Neural networks have demonstrated their ability to scale on Speech to Text tasks, compared to traditional machine learning models such as hidden Markov models or logistic regression⁶. However, connectionist AI systems also have their own limitations in performing certain tasks aimed at semantically understanding and establishing a human-machine conversational exchange⁷.

Indeed, although they are better than symbolic AIs at generalizing their behavior in real life situations, they do not allow for the modeling of the human-machine interaction. Moreover, they do not allow to model reasoning and to build an understanding of the context they are confronted with.

Towards hybrid AI to improve semantic understanding?

An interaction between symbolic AI and connectionist AI could allow more complex tasks involving the semantics of natural language processing to be performed more accurately. The deployment of connectionist AI has given a new lease of life to language processing.

While symbolic AI is better at modeling reasoning, it has difficulty operating in a real-world environment with perturbations or uncertainty due to its lack of robustness. Indeed, it is probably impossible to manually characterize a domain of use comprising all the situations that the AI system might face in conversational exchanges. Even if the length of each sentence is generally short, the number of possible texts can quickly become too large.

Connectionist AI could then complement symbolic AI, bringing its ability to generalize in real-life conditions. Indeed, connectionist AI trains and learns to generalize from a vast amount of data that illustrates real situations that it will have to deal with. For example, to perform natural language processing tasks, engineers provide their connectionist AI systems with data containing audio files of conversations.
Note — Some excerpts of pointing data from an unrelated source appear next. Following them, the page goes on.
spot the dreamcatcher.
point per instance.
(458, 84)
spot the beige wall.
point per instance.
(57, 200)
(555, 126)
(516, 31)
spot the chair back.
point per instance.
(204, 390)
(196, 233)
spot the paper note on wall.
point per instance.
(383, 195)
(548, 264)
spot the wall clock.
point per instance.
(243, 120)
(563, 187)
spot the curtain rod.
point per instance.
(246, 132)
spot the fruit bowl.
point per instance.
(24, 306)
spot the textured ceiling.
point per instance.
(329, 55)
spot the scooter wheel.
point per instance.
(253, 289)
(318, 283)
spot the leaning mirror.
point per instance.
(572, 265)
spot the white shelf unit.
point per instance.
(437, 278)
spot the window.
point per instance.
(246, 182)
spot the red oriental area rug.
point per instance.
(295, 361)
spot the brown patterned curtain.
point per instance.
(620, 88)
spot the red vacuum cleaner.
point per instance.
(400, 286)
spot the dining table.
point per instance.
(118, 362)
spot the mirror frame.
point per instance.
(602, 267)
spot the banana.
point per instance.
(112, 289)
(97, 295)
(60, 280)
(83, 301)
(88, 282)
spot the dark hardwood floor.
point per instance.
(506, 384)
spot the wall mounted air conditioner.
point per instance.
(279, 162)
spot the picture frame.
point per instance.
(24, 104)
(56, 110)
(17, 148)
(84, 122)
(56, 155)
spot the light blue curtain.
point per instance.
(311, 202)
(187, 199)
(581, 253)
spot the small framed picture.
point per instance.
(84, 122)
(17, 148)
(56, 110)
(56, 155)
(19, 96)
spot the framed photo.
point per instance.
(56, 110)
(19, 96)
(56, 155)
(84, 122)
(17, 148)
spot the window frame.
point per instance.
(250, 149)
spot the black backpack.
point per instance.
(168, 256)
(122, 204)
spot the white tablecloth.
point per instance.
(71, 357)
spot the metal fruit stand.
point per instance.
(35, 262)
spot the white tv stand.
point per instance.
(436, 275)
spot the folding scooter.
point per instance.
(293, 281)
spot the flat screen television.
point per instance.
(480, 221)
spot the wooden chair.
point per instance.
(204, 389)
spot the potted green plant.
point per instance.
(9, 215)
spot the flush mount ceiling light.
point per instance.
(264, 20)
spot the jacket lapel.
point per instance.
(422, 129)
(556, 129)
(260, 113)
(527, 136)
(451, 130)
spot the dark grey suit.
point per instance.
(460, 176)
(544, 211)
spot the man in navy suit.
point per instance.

When the connectionist AI system is faced with a situation it has never encountered before, it will use the most similar situation it knows from its training base to extrapolate a response to the unfamiliar situation.

However, today, connectionist AI faces two challenges that symbolic AI can address. Firstly, it is not able to mobilise reasoning as symbolic AI can. Secondly, connectionist AI is still very complex to characterize, as it is able to achieve relevant results through statistical models without understanding the symbolic concept of the latter.

By hybriding these two approaches, researchers are trying to take advantage of the best of both types of AI, by developing a hybrid AI system built around a contextual learning process. Thus the system could be able to generalize by learning how the model should be structured based on what it perceives of a real situation (connectionist AI). But the system would also have the ability to mobilise reasoning (symbolic AI) from what the system has perceived in order to make the most appropriate decision for the situation⁸.